Navi 23 6700S pp_od_clk_voltage no output, mclk capped at 875 MHz, gpu fan speed always 255
Brief summary of the problem:
I have a number of issues with my 6700S GPU on Linux.
- Even with amdgpu.ppfeaturemask=0xffffffff in the kernel parameters, the output of pp_od_clk_voltage is always blank. (perhaps related: #913 (closed))
- The GPU fan speed is always 0 according to apps like psensor.

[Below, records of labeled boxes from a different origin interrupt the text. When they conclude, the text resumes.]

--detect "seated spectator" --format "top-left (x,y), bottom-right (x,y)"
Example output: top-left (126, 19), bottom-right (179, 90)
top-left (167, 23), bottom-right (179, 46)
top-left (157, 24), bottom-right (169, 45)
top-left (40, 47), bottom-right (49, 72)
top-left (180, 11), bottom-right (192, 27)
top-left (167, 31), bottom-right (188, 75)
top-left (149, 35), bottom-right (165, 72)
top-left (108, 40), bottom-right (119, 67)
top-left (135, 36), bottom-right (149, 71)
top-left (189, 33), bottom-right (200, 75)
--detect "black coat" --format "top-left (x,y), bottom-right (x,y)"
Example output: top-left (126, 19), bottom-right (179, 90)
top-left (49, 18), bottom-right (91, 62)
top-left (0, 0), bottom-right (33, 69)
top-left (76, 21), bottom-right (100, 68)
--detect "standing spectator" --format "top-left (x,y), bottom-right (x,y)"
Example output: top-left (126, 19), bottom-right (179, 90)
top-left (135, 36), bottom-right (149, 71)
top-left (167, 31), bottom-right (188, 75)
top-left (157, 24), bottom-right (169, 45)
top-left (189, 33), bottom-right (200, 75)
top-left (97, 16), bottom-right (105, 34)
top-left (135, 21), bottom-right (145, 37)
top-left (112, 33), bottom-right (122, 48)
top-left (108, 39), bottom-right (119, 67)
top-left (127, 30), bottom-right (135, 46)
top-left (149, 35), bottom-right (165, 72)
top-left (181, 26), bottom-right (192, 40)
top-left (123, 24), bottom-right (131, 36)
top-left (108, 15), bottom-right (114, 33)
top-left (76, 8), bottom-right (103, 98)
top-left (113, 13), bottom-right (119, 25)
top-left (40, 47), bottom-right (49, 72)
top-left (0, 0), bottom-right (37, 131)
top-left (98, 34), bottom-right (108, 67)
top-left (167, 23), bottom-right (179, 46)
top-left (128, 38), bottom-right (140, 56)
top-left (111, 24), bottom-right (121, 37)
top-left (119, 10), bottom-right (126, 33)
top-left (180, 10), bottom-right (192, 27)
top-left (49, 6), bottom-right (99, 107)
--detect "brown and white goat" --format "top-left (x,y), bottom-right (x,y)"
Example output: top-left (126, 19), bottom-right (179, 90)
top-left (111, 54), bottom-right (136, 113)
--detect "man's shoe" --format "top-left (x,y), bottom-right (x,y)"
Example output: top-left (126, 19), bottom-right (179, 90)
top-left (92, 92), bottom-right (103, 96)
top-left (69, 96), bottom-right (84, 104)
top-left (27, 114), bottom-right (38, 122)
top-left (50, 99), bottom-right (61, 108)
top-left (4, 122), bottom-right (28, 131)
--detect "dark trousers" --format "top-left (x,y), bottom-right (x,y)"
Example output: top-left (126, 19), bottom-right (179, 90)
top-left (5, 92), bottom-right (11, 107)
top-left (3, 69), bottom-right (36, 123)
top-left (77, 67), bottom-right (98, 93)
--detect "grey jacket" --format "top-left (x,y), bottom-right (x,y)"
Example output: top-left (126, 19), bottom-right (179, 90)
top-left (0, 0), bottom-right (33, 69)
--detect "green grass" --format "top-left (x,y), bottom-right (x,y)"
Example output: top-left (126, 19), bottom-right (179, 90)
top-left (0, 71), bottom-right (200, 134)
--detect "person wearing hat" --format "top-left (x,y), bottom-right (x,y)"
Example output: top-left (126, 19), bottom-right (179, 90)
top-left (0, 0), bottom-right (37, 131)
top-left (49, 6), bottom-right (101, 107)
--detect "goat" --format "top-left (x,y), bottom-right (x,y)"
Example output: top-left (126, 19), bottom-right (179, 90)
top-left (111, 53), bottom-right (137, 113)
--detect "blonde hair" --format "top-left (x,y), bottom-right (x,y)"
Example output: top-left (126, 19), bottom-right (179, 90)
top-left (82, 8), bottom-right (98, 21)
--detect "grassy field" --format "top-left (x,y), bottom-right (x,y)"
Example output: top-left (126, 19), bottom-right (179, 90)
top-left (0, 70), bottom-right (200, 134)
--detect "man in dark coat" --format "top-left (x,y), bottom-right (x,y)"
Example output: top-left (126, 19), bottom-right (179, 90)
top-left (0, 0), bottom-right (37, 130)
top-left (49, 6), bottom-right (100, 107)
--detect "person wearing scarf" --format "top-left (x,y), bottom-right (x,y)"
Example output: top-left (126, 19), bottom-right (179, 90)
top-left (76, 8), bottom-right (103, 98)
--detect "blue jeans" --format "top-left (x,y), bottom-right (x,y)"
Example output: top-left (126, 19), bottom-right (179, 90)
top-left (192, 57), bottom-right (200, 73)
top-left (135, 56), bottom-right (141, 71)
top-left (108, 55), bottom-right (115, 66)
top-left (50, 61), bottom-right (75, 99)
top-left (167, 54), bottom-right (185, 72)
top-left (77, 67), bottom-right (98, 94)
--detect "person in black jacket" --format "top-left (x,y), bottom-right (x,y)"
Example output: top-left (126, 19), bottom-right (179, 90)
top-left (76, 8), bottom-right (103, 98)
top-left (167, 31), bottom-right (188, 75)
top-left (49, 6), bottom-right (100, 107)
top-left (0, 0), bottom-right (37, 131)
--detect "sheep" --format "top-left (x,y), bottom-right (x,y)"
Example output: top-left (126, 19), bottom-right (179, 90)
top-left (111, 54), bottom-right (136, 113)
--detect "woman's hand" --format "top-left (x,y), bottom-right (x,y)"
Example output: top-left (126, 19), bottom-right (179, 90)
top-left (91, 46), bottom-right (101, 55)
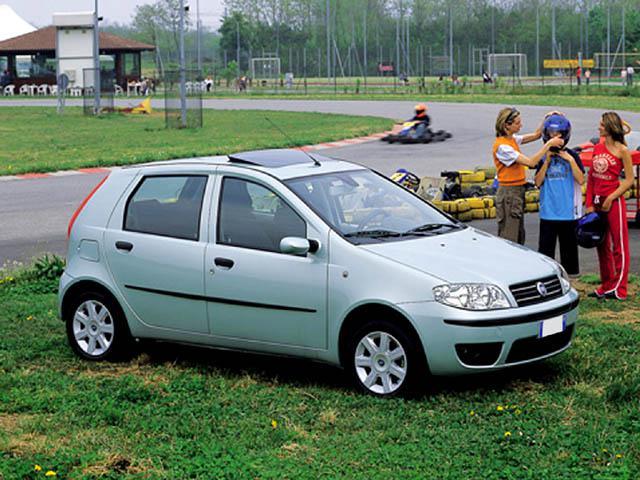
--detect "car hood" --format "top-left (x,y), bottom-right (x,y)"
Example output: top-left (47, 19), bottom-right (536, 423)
top-left (361, 228), bottom-right (557, 286)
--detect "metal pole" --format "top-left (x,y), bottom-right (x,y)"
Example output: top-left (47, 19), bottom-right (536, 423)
top-left (93, 0), bottom-right (100, 115)
top-left (178, 0), bottom-right (187, 128)
top-left (196, 0), bottom-right (202, 73)
top-left (327, 0), bottom-right (331, 82)
top-left (449, 1), bottom-right (453, 77)
top-left (536, 0), bottom-right (540, 77)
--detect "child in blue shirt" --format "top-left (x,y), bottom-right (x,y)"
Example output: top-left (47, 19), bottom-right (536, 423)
top-left (535, 115), bottom-right (584, 276)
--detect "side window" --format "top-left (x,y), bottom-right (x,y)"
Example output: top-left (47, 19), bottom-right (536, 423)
top-left (218, 177), bottom-right (307, 252)
top-left (124, 175), bottom-right (207, 240)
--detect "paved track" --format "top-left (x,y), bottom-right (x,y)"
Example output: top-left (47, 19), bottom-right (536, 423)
top-left (0, 100), bottom-right (640, 272)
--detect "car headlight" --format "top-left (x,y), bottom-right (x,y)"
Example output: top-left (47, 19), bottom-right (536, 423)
top-left (545, 257), bottom-right (571, 295)
top-left (556, 263), bottom-right (571, 295)
top-left (433, 283), bottom-right (511, 310)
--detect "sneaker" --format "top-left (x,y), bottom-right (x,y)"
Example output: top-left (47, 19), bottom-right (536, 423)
top-left (604, 291), bottom-right (626, 301)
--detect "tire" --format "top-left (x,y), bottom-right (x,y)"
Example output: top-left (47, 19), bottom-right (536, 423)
top-left (65, 290), bottom-right (133, 361)
top-left (346, 320), bottom-right (426, 398)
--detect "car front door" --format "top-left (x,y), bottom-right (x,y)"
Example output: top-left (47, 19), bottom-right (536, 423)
top-left (105, 175), bottom-right (211, 333)
top-left (205, 174), bottom-right (328, 349)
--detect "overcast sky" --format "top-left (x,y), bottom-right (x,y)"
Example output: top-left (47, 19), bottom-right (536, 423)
top-left (0, 0), bottom-right (224, 28)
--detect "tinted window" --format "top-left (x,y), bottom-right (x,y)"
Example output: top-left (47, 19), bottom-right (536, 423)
top-left (286, 170), bottom-right (453, 243)
top-left (124, 176), bottom-right (207, 240)
top-left (218, 178), bottom-right (307, 252)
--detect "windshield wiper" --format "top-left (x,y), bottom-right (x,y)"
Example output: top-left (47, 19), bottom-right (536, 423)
top-left (404, 223), bottom-right (465, 235)
top-left (344, 230), bottom-right (404, 238)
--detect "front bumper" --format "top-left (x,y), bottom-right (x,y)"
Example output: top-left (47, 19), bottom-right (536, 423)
top-left (400, 289), bottom-right (579, 375)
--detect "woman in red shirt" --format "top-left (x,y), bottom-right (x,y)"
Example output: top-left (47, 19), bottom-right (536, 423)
top-left (585, 112), bottom-right (633, 300)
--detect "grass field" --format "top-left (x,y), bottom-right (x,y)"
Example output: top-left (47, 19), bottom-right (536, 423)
top-left (0, 107), bottom-right (392, 175)
top-left (0, 262), bottom-right (640, 480)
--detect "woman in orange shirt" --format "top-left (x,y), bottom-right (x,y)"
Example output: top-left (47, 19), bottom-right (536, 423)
top-left (493, 108), bottom-right (564, 245)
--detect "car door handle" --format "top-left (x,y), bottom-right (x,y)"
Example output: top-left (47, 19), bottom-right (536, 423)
top-left (116, 241), bottom-right (133, 252)
top-left (213, 257), bottom-right (234, 270)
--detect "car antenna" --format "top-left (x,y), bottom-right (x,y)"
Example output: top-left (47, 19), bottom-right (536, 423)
top-left (264, 117), bottom-right (322, 167)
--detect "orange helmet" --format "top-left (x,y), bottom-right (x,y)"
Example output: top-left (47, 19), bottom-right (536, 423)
top-left (413, 103), bottom-right (427, 113)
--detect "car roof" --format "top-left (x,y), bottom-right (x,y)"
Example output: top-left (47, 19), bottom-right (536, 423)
top-left (125, 149), bottom-right (366, 180)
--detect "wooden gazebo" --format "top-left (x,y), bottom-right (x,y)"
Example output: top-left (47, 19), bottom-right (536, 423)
top-left (0, 26), bottom-right (155, 89)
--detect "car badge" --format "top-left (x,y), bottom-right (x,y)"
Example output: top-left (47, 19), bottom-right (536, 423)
top-left (536, 282), bottom-right (547, 297)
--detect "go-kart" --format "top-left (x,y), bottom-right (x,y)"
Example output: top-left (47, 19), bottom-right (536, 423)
top-left (381, 120), bottom-right (452, 143)
top-left (573, 130), bottom-right (640, 225)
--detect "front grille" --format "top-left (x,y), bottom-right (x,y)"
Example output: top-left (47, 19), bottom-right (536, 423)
top-left (456, 342), bottom-right (503, 367)
top-left (509, 275), bottom-right (562, 307)
top-left (506, 325), bottom-right (573, 363)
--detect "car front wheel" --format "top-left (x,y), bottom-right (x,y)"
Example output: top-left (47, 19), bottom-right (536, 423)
top-left (66, 292), bottom-right (131, 360)
top-left (348, 322), bottom-right (424, 397)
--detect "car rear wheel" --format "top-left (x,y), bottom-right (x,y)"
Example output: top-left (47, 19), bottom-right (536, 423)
top-left (348, 321), bottom-right (424, 397)
top-left (66, 292), bottom-right (131, 360)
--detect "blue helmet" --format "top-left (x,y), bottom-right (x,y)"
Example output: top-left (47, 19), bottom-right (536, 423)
top-left (576, 212), bottom-right (607, 248)
top-left (542, 113), bottom-right (571, 147)
top-left (391, 168), bottom-right (420, 192)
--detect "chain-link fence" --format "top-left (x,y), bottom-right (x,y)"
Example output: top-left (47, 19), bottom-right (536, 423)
top-left (82, 68), bottom-right (115, 115)
top-left (163, 70), bottom-right (202, 128)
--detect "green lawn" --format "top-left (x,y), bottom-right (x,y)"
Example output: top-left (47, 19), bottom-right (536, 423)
top-left (198, 92), bottom-right (640, 112)
top-left (0, 107), bottom-right (392, 175)
top-left (0, 266), bottom-right (640, 480)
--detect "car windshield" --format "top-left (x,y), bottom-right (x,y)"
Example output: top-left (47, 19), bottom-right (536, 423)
top-left (285, 170), bottom-right (464, 243)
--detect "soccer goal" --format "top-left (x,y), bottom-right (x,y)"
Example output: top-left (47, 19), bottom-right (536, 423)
top-left (251, 57), bottom-right (280, 81)
top-left (593, 52), bottom-right (640, 77)
top-left (487, 53), bottom-right (528, 78)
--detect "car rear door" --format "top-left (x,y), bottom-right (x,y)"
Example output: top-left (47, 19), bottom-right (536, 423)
top-left (205, 169), bottom-right (328, 350)
top-left (104, 173), bottom-right (212, 333)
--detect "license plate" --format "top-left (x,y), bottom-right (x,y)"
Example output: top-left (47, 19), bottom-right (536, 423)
top-left (538, 315), bottom-right (566, 338)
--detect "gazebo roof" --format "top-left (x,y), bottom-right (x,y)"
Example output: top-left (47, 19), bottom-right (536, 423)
top-left (0, 26), bottom-right (156, 54)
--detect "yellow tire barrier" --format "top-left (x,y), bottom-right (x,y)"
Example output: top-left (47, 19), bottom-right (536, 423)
top-left (467, 197), bottom-right (485, 209)
top-left (482, 196), bottom-right (496, 208)
top-left (457, 210), bottom-right (473, 222)
top-left (454, 198), bottom-right (471, 213)
top-left (460, 170), bottom-right (487, 183)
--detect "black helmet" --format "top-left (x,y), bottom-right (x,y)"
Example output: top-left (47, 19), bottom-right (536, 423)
top-left (576, 212), bottom-right (607, 248)
top-left (542, 113), bottom-right (571, 150)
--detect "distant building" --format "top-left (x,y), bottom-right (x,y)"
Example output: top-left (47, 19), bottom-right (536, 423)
top-left (0, 26), bottom-right (155, 89)
top-left (0, 5), bottom-right (36, 41)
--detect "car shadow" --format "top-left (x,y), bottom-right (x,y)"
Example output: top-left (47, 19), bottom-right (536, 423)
top-left (139, 342), bottom-right (566, 400)
top-left (139, 342), bottom-right (351, 391)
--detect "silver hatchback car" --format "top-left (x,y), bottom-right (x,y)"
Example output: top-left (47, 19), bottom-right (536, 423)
top-left (59, 150), bottom-right (578, 396)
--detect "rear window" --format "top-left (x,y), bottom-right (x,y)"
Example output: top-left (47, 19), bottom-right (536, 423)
top-left (124, 175), bottom-right (207, 240)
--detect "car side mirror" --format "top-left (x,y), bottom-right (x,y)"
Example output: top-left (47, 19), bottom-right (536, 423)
top-left (280, 237), bottom-right (320, 255)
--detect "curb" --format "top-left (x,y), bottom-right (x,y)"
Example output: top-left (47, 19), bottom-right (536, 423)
top-left (0, 131), bottom-right (390, 183)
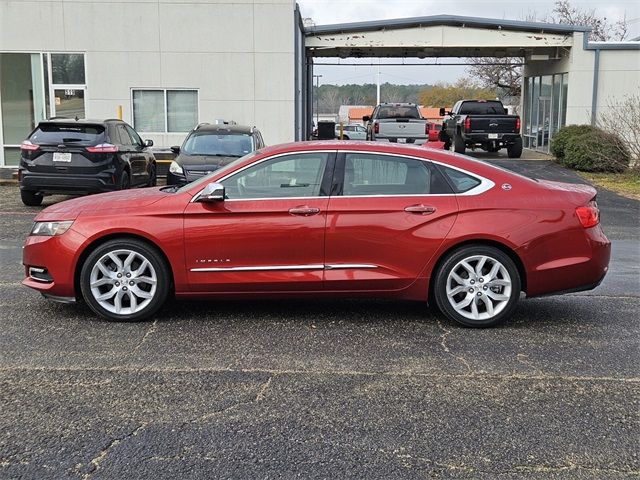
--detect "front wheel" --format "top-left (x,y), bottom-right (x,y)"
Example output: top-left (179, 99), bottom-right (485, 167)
top-left (433, 245), bottom-right (521, 327)
top-left (80, 239), bottom-right (170, 321)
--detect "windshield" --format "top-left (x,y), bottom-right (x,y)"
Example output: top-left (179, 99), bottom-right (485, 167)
top-left (176, 150), bottom-right (260, 193)
top-left (182, 132), bottom-right (253, 157)
top-left (458, 101), bottom-right (507, 115)
top-left (29, 123), bottom-right (104, 145)
top-left (377, 105), bottom-right (420, 119)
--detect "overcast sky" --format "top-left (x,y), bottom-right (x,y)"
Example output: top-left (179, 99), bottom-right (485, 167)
top-left (298, 0), bottom-right (640, 85)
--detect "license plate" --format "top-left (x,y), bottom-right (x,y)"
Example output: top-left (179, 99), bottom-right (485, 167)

cat /sys/class/drm/card0/device/hwmon/hwmon2/pwm1
always gives an output of 255. (related: #1925 (closed)) - The memory clock cannot go above 875 MHz, when it should be capable of 2 GHz according to here (perhaps related: #1301 (closed), #2152 (closed))
Hardware description:
- CPU: AMD Ryzen 9 6900HS
- GPU:
lspci -nn | grep VGA
03:00.0 VGA compatible controller [0300]: Advanced Micro Devices, Inc. [AMD/ATI] Navi 23 [Radeon RX 6650 XT] [1002:73ef] (rev c2)
07:00.0 VGA compatible controller [0300]: Advanced Micro Devices, Inc. [AMD/ATI] Rembrandt [Radeon 680M] [1002:1681] (rev c7)
- System Memory: 40 GB
- Display(s): Laptop display, 1440p, 120 Hz
- Type of Display Connection: n/a
System information:
- Distro name and Version: Opensuse Tumbleweed 20221028
- Kernel version: 6.0.5-1
- Custom kernel: n/a
- AMD official driver version:
sudo cat /sys/kernel/debug/dri/0/amdgpu_firmware_info
VCE feature version: 0, firmware version: 0x00000000
UVD feature version: 0, firmware version: 0x00000000
MC feature version: 0, firmware version: 0x00000000
ME feature version: 41, firmware version: 0x00000040
PFP feature version: 41, firmware version: 0x0000005b
CE feature version: 41, firmware version: 0x00000024
RLC feature version: 1, firmware version: 0x00000056
RLC SRLC feature version: 0, firmware version: 0x00000000
RLC SRLG feature version: 0, firmware version: 0x00000000
RLC SRLS feature version: 0, firmware version: 0x00000000
MEC feature version: 41, firmware version: 0x0000005e
MEC2 feature version: 41, firmware version: 0x0000005e
SOS feature version: 0, firmware version: 0x00230009
ASD feature version: 553648242, firmware version: 0x21000072
TA XGMI feature version: 0x00000000, firmware version: 0x00000000
TA RAS feature version: 0x00000000, firmware version: 0x00000000
TA HDCP feature version: 0x00000000, firmware version: 0x17000028
TA DTM feature version: 0x00000000, firmware version: 0x1200000e
TA RAP feature version: 0x00000000, firmware version: 0x0700000e
TA SECUREDISPLAY feature version: 0x00000000, firmware version: 0x00000000
SMC feature version: 0, program: 0, firmware version: 0x003b2800 (59.40.0)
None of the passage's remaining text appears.